Studies in melatonin mechanism of action have suggested that one of them could be the binding of the hormone to calmodulin. We assessed calmodulin-melatonin binding by combining liposome incorporation of calmodulin with separation of free and bound 3H-Melatonin by a rapid ultrafiltration method. Specific binding to calmodulin was saturable, reversible, Ca(++)-dependent, ligand selective, and showed high affinity. Saturation as well as association-dissociation studies revealed that 3H-Melatonin binds to a single site on the calmodulin molecule with a Kd of 188 pM and a total binding capacity Bmax of 35 pM/ug of calmodulin. Displacement experiments showed that the relative order of potency of some compounds for inhibition of 3H-Melatonin was as follows: Melatonin > 6-chloromelatonin > 6-hydroxymelatonin > luzindole > trifluoperazine. The results explain our previously reported melatonin effects such as cytoskeletal rearrangements, inhibition of calmodulin dependent phosphodiesterase activity as well as the modification of Ca(++)-calmodulin electrophoretic mobility. The high affinity of melatonin binding to calmodulin suggests that the hormone is able to modulate cell activity by intracellularly binding to calmodulin at physiologically ranges. Melatonin-calmodulin binding could modulate many intracellular Ca++ functions and thus, the set-point for cell activity will follow the rhythmic circulating levels of the pineal hormone. Moreover, since calmodulin and melatonin are phylogenetically well preserved compounds, their interaction may represent a primary mechanism for both the regulation and the synchronization of cell physiology.
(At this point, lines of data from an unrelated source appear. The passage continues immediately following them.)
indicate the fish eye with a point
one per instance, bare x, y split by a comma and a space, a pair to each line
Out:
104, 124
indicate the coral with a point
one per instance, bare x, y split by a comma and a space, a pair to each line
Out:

Melatonin modifies calmodulin cell levels in MDCK and N1E-115 cell lines and inhibits phosphodiesterase activity in vitro.
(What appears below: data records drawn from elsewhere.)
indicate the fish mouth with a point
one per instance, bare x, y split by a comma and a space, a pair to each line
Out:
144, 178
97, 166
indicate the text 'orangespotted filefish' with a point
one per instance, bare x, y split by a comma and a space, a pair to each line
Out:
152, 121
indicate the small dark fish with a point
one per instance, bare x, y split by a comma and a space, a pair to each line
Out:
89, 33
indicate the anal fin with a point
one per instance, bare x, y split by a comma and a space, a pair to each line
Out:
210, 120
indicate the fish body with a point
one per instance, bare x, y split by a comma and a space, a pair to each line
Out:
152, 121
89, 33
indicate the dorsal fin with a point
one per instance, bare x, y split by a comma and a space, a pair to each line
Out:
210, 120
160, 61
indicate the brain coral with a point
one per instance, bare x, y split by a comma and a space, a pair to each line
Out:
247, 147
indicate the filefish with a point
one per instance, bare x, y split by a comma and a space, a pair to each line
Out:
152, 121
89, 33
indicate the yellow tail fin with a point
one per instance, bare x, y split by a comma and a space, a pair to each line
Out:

The interaction between melatonin and calmodulin was explored. Calmodulin cell levels in MDCK and N1E-115 cells cultured with 10(-9) M melatonin were increased after 3 days but decreased after 6 days. Melatonin inhibited calmodulin-dependent phosphodiesterase and when either melatonin or [3H]melatonin was preincubated with calmodulin and separated by electrophoresis, comigration of calmodulin with the radioactivity as well as modification of the Ca2+ calmodulin shift were observed. The results point out that one of the mechanisms of action of melatonin is a calmodulin-melatonin interaction.